Artikel 3.1.1 van het Besluit ruimtelijke ordening (Bro) schrijft voor dat het bestuursorgaan, dat belast is met de voorbereiding van een bestemmingsplan overleg pleegt met instanties, zoals gemeenten, waterschappen, provinciale diensten en Rijk, die betrokken zijn bij de zorg voor ruimtelijke ordening of belast zijn met de behartiging van belangen welke in het plan in het geding zijn.
In het Besluit algemene regels ruimtelijke ordening (Barro) zijn de nationale belangen die juridische borging vereisen opgenomen. Het Barro is gericht op doorwerking van nationale belangen in gemeentelijke bestemmingsplannen. Geoordeeld wordt dat dit bestemmingsplan geen nationale belangen schaadt. Daarom is afgezien van het voeren van vooroverleg met het Rijk.
Provincie Overijssel
De provincie Overijssel heeft in juli 2016 een uitzonderingslijst opgesteld van categorieën bestemmingsplannen en projectbesluiten van lokale aard waarvoor vooroverleg niet noodzakelijk is. Het plan valt onder categorie B onder 1, waardoor vooroverleg niet nodig is.
Waterschap Vechtstromen
Op 12-05-2020 is het plan via de digitale watertoets kenbaar gemaakt bij het waterschap Vechtstromen. De conclusie van die digitale toets is dat het waterschap een positief advies geeft. Hiermee is voldaan aan het verplichte vooroverleg.

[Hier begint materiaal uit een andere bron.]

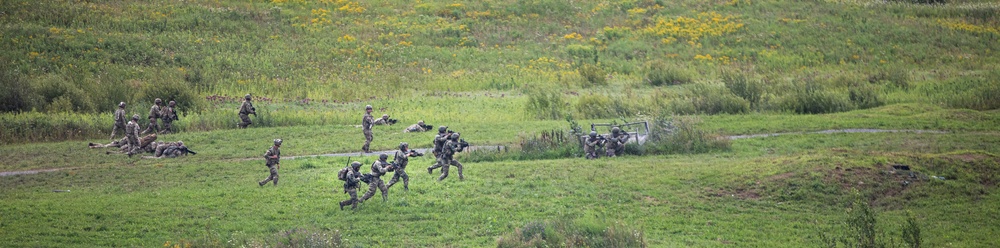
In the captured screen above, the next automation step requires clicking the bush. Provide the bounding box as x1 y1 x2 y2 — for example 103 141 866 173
848 84 885 109
524 87 566 120
646 61 694 86
644 115 732 154
674 84 750 114
779 80 851 114
576 64 608 86
497 220 647 247
722 70 767 109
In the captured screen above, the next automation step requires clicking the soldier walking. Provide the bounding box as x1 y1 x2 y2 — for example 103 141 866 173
361 154 392 202
340 161 361 210
142 98 163 134
238 94 257 128
583 131 601 159
160 101 177 134
125 115 141 157
361 105 375 153
257 139 281 186
386 142 424 191
111 102 128 141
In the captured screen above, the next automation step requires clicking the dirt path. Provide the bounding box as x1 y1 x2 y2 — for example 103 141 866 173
0 129 948 177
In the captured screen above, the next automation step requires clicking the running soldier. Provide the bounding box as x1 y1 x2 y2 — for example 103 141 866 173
125 115 140 157
257 139 281 186
361 105 375 153
238 94 257 128
111 102 128 141
142 98 163 134
386 142 424 191
427 126 448 174
583 131 603 159
403 120 434 133
160 101 178 134
338 161 361 210
361 154 392 202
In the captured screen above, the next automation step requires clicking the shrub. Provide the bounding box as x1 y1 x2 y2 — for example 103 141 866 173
576 63 608 86
779 80 851 114
675 84 750 114
646 61 694 86
644 115 731 154
848 84 885 109
525 87 566 120
722 70 766 109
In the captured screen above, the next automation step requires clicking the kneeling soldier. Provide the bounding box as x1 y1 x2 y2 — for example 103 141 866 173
257 139 281 186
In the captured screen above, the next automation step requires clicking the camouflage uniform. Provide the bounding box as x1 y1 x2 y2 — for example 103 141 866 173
125 115 140 156
340 161 361 210
386 143 422 190
583 131 601 159
239 94 257 128
111 102 128 140
160 101 177 133
361 105 375 152
436 133 465 181
142 98 163 134
361 154 391 202
257 139 281 186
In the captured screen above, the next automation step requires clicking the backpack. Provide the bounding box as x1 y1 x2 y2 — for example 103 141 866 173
337 167 351 181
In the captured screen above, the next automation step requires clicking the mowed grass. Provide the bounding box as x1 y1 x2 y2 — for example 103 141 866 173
0 131 1000 247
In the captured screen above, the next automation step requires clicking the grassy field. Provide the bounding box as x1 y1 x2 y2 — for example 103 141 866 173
0 0 1000 247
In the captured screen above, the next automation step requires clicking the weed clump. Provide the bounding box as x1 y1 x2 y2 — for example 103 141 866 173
497 221 647 247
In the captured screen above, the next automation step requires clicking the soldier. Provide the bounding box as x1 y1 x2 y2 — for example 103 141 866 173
125 115 140 157
583 131 603 159
257 139 281 186
403 120 433 133
142 98 163 134
386 142 424 191
340 161 361 210
361 105 375 153
111 102 128 141
361 153 393 202
438 133 465 181
427 126 448 174
160 101 178 134
238 94 257 128
606 127 629 157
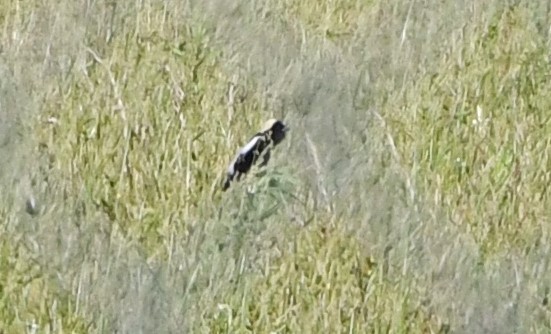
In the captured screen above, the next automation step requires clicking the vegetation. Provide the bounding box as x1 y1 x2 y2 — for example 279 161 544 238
0 0 551 333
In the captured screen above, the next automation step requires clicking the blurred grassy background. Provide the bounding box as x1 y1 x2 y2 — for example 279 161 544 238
0 0 551 333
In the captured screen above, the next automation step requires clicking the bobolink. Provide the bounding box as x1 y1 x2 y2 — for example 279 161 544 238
223 119 289 190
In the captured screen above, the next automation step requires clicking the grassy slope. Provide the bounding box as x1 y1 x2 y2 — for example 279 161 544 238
0 0 551 333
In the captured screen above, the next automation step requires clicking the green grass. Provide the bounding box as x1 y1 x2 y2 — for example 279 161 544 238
0 0 551 333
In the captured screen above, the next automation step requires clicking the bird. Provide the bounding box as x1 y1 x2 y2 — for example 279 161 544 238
222 118 289 191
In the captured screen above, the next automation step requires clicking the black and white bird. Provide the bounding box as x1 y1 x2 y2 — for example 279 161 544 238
222 119 289 190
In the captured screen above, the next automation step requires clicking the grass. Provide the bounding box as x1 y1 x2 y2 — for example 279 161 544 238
0 0 551 333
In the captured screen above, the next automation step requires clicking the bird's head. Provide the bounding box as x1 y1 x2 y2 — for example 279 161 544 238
262 118 289 145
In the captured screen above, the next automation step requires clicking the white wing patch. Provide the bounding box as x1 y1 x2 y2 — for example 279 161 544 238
239 136 262 155
228 136 263 175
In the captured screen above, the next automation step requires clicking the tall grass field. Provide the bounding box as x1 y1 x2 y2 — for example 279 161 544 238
0 0 551 334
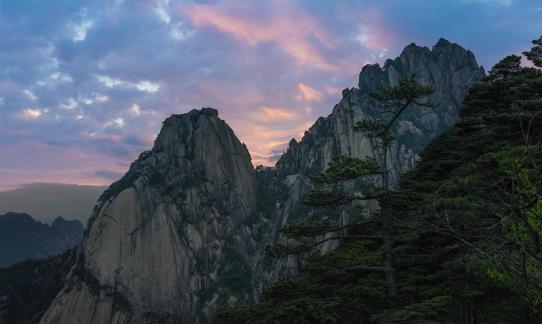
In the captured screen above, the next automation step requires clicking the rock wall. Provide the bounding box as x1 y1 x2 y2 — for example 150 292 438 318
270 39 485 281
41 108 256 323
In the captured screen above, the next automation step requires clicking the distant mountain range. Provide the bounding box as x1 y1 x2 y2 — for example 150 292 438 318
0 212 85 267
40 39 485 324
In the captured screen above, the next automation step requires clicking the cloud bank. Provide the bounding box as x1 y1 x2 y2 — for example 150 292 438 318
0 0 542 190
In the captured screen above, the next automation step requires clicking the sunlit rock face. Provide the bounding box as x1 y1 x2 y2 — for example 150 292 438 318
41 108 256 323
41 40 484 324
271 39 485 281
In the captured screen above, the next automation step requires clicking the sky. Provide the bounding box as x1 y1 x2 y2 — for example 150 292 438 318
0 0 542 190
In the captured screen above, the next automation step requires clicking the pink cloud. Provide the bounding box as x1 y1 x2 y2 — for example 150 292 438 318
297 83 324 101
258 107 301 121
182 2 337 70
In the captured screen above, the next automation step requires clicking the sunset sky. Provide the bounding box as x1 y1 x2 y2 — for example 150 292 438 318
0 0 542 190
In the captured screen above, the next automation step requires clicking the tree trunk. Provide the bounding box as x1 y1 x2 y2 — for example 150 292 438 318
380 139 398 300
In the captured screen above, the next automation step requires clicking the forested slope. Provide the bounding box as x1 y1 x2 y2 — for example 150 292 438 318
223 44 542 323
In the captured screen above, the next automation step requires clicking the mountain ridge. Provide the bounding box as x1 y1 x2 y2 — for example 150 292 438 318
41 37 484 323
0 212 84 267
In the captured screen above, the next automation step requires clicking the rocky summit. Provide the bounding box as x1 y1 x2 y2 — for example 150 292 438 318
271 38 485 281
0 212 85 267
41 108 256 323
41 39 484 323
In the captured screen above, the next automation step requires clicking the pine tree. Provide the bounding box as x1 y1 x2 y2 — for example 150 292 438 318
268 76 434 299
523 36 542 68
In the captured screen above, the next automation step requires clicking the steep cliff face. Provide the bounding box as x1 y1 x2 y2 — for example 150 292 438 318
41 108 256 323
271 39 485 281
41 40 484 323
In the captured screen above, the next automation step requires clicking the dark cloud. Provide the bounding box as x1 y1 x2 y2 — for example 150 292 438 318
0 0 542 188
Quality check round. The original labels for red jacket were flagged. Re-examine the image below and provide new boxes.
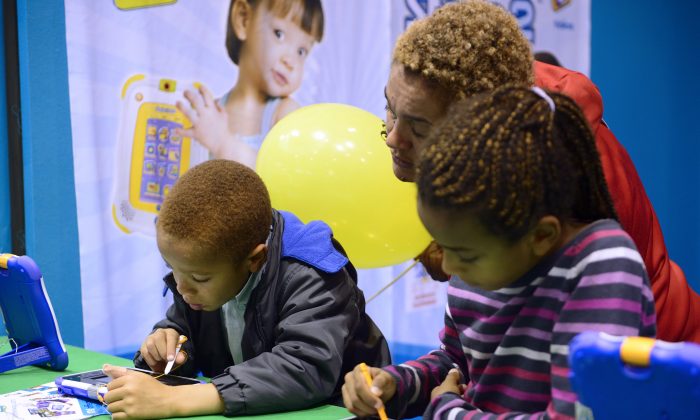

Het ontwerpbestemmingsplan heeft met ingang van 4 december 2020 voor een periode van zes weken ter inzage gelegen. Binnen deze periode kon een ieder zijn of haar zienswijze ten aanzien van dit bestemmingsplan kenbaar maken. Tijdens de termijn van de terinzagelegging is één zienswijze binnengekomen. Op grond van de bevindingen naar aanleiding van de ingebracht zienswijzen is het bestemmingsplan gewijzigd vastgesteld. De reactie op de zienswijze is opgenomen in Bijlage 7.